Posted: April 14, 2010

Nationwide retirement crisis cripples 80 percent of traditional pension plans


Only 20 percent of multiemployer defined benefit pension plans are sound, compared to 80 percent in the first quarter of 2008.

Employee benefit fund actuaries Cary Franklin and Jason Russell reported the precipitous decline of the traditional pension plan in the United States in the Spring 2010 issue of Insights, a publication of the Association of Benefit Administrators Inc.

In their article, Franklin and Russell said recovery could be out of reach for most if not all of the ailing retirement funds.

Franklin and Russell linked severe pension fund deficiencies to the collapse of investment markets in 2008 and the difficult requirements of the federal Pension Protection Act of 2006.

Franklin and Russell, of Horizon Actuarial Services LLC, noted that the Dow Jones Industrial Average fell 4,500 points - a 34 percent decline - in 2008.

"Most of America's private pension plans - whose assets are invested in a diversified mix of stocks, bonds and alternative assets - lost between 20 percent and 30 percent of their asset values in 2008, with losses continuing in the early months of 2009," Franklin and Russell wrote.

Many plans today are "struggling" with the "often confusing and sometimes draconian" provisions of the 2006 pension law, they added.

The Pension Protection Act of 2006 was a response to the failure of defined benefit pension plans in the steel, airline and other industries. The law's "noble" intent, Franklin and Russell said, was to secure benefits through new funding requirements.

"To this end, the Pension Protection Act shortened the funding horizons for pension plans (from 30 years to 15 years), forcing contributions to be made sooner rather than later," they explained.

The Pension Protection Act also established color-coded funding status "zones" for multiemployer defined benefit pension plans, under which benefits are based on wages and length of service. Defined benefit pension plans are sponsored generally by labor unions and established and funded through collective bargaining.

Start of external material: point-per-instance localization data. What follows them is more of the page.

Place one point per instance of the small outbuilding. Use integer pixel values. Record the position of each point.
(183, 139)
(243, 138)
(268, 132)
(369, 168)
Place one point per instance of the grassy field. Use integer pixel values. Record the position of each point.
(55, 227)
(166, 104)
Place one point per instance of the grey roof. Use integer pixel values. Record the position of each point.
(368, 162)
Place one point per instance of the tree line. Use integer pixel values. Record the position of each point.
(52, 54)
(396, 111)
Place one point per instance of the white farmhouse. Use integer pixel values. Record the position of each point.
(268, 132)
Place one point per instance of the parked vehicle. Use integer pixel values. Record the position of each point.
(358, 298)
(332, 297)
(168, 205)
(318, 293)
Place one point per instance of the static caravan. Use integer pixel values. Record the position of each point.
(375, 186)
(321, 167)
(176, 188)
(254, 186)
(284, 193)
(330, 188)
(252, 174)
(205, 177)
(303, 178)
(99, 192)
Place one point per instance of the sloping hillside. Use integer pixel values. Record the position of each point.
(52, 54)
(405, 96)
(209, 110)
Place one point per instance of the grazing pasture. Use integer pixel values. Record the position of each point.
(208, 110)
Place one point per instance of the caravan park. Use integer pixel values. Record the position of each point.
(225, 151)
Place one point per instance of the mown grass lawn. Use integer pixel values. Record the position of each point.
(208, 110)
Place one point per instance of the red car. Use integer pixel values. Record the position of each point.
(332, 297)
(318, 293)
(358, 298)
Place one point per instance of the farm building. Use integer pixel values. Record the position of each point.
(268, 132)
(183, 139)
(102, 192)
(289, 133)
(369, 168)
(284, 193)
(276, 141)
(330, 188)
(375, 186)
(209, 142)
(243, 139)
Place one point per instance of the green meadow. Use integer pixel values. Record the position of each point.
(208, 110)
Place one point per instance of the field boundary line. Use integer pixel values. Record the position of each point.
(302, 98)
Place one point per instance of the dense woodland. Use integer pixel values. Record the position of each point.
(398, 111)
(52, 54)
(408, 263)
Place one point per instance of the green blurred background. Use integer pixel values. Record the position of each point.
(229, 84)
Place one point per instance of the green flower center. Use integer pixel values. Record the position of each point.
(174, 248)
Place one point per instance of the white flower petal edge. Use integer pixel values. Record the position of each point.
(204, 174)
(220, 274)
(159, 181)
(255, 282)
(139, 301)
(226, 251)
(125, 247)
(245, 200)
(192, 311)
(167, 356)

"For example, a plan certified to be in critical status, or the Ôred zone,' must adopt a rehabilitation plan consisting of schedules of contribution increases, benefit reductions or both to emerge from the red zone in 10 years," they noted. "Bargaining parties must then negotiate over alternative schedules and decide which one to adopt in their contracts."

But the Pension Protection Act was considered in Congress and signed into law "at a time when market losses like those seen in 2008 were unfathomable," Franklin and Russell continued.

Thus, many "red zone" retirement plans with rehabilitation strategies developed after 2008 face prolonged difficulty, they said.

"For example, a (rehabilitation) schedule that preserves 2008 benefit levels could very well require a doubling or tripling of future contributions," Franklin and Russell warned. "A schedule that reduces benefits to the maximum extent allowed by law may still require significant contribution increases - in many cases, the necessary schedules will be unaffordable to both labor and management."

The Worker, Retiree and Employer Recovery Act of 2008 provided "some relief" by delaying the funding requirements of the 2006 law, but "more substantial" legislation is needed "to enable many plans to recover and remain viable," they said.

"With the economy and the financial markets in a state of flux, and the status of any significant relief from Congress unknown, the trustees of America's multiemployer pension plans will face difficult decisions in 2009 and beyond," Franklin and Russell concluded. "Trustees will need to work closely with their plans' advisors to address this significant challenge to the multiemployer pension system."

Market losses, the funding provisions of the Pension Protection Act and a protracted economic recession that slowed domestic shipping in key markets combined to force the multiemployer defined benefit American Maritime Officers Pension Plan into the "red zone" in October 2009. A year earlier, the AMO Pension Plan was able to meet all of its current and projected benefit commitments to participants.

The AMO Pension Plan's joint union-employer trustees developed a rehabilitation strategy that included a freeze on earned monthly retirement benefits as of December 31, 2009, significant increases in employer contributions to the AMO Pension Plan under all AMO deep-sea, Great Lakes and inland waters collective bargaining agreements, and the continued right to retire after 20 years of service, regardless of age.

The trustees also established the employer-paid American Maritime Officers Defined Contribution Plan, which is comparable to the defined contribution AMO 401(k) Plan and AMO Pension Plan Money Purchase Benefit, or MPB. The AMO Defined Contribution Plan provides additional individual retirement accounts that can be managed personally.

The defined benefit AMO Pension Plan will be terminated once it can cover all of its liabilities.

Editor's note - Actuaries Cary Franklin and Jason Russell and their firm, Horizon Actuarial Services LLC, provide no actuarial or consulting services to the AMO Pension Plan or to any other benefit fund established for AMO members and their families.